I actually think while building this stuff the reasons given make a lot of sense, especially the part about laziness - the idea of urbit contains some new concepts and it’s probably not a good idea to wed names to tools before they have been given time to be fleshed out.
i understand it as a pure functional OS running on a pure functional VM with a pure functional memory model (tree not buffer). IO is event sourced and thus the computer is deterministic. That makes possible some new stuff on top that any sensible person would do, so they did it.
It's an esoteric language artificially coupled to a finite pki designed to enrich early founders.
The language part doesn't allow anything new, nor does it do anything better - it's most similar to a lisp machine, but written in a much, much less expressive language.
It would be harmless if not for the pki part. It lives on ethereum anyway, it has no excuse to exist. Eth addresses or ens would work as well, but without the ponzi mechanics.
What does this response even mean? How can a language be coupled to PKI? Does the language implement it, or is it predicated on some implementation? How can that even "live on" ethereum in the first place?
What kind of fucked up problem statement results in this jargon bingo card being applicable?

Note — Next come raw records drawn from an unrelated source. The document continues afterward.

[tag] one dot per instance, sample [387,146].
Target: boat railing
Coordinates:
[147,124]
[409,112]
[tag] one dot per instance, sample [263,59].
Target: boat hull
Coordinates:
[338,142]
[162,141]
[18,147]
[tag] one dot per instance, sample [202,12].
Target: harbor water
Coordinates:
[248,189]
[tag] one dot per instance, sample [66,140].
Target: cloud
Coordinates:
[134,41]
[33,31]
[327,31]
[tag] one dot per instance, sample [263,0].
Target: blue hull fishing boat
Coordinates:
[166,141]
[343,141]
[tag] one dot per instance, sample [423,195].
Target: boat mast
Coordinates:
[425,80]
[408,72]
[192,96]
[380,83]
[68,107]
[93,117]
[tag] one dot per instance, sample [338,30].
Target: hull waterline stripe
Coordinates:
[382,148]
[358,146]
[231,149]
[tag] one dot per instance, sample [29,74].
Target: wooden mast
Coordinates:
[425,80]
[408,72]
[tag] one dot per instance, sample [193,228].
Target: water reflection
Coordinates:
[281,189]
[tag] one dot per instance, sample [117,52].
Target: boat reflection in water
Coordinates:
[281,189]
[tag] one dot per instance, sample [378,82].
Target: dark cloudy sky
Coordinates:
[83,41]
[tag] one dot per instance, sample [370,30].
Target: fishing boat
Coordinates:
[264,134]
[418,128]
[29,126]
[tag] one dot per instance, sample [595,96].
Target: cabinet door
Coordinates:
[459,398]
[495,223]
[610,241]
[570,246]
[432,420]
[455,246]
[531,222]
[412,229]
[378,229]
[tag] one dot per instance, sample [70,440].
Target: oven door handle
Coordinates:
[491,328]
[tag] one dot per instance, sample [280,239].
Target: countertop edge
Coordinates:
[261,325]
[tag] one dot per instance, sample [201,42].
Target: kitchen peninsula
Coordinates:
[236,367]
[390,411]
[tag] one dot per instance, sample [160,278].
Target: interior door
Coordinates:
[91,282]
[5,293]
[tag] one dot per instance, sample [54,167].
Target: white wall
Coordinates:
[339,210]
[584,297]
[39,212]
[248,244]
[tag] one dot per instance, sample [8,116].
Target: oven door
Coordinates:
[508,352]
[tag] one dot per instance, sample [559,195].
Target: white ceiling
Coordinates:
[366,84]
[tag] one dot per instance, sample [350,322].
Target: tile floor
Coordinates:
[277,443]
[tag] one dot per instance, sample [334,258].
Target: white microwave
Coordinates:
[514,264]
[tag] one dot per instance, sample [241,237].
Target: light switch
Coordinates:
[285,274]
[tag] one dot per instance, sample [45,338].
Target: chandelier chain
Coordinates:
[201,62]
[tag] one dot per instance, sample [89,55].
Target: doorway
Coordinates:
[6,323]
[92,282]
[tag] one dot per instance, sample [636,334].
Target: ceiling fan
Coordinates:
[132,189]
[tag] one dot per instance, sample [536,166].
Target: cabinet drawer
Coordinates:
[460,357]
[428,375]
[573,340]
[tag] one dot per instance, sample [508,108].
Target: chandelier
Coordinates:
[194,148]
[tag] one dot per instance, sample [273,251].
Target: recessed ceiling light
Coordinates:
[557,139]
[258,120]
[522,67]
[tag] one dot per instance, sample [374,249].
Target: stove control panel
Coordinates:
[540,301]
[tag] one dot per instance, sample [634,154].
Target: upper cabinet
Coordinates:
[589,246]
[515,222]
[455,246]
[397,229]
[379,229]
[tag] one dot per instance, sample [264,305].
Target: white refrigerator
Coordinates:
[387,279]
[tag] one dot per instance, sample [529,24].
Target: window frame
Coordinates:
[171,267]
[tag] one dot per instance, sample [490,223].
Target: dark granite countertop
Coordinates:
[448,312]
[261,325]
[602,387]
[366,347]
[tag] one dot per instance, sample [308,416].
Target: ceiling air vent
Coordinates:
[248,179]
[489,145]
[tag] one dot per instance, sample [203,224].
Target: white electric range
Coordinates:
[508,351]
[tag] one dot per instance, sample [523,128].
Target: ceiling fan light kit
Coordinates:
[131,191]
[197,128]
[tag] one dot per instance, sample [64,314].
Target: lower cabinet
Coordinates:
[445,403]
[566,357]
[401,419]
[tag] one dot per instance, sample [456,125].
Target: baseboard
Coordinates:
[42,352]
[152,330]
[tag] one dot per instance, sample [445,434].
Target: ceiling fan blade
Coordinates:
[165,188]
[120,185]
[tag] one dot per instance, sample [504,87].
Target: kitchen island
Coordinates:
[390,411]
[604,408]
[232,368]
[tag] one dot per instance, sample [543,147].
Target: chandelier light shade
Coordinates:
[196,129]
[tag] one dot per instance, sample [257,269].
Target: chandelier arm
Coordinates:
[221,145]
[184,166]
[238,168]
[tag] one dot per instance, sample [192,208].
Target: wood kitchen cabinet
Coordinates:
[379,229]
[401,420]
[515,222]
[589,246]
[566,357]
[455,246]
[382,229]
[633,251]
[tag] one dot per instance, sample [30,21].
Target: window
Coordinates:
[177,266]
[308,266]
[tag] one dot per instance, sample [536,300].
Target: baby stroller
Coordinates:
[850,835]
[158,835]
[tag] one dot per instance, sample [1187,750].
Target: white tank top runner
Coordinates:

The language itself is not coupled to the PKI. The PKI ("azimuth") is implemented as a contract on Ethereum. The OS ("arvo"), implemented in the language ("hoon"), has a networking module that respects the PKI, but also affords for (practically) infinite not-PKI-registered identities.
A lot of people have written, fairly persuasively, about this on HN over the years ('lisper in particular has some good stuff). I'd just use the search bar rather than recapitulating the whole thing ever time this system comes up; better to keep this conversation about the work this person did, and not about whatever it is Yarvin is trying to do.
This actually made me interested in trying out the project. It's very beautiful.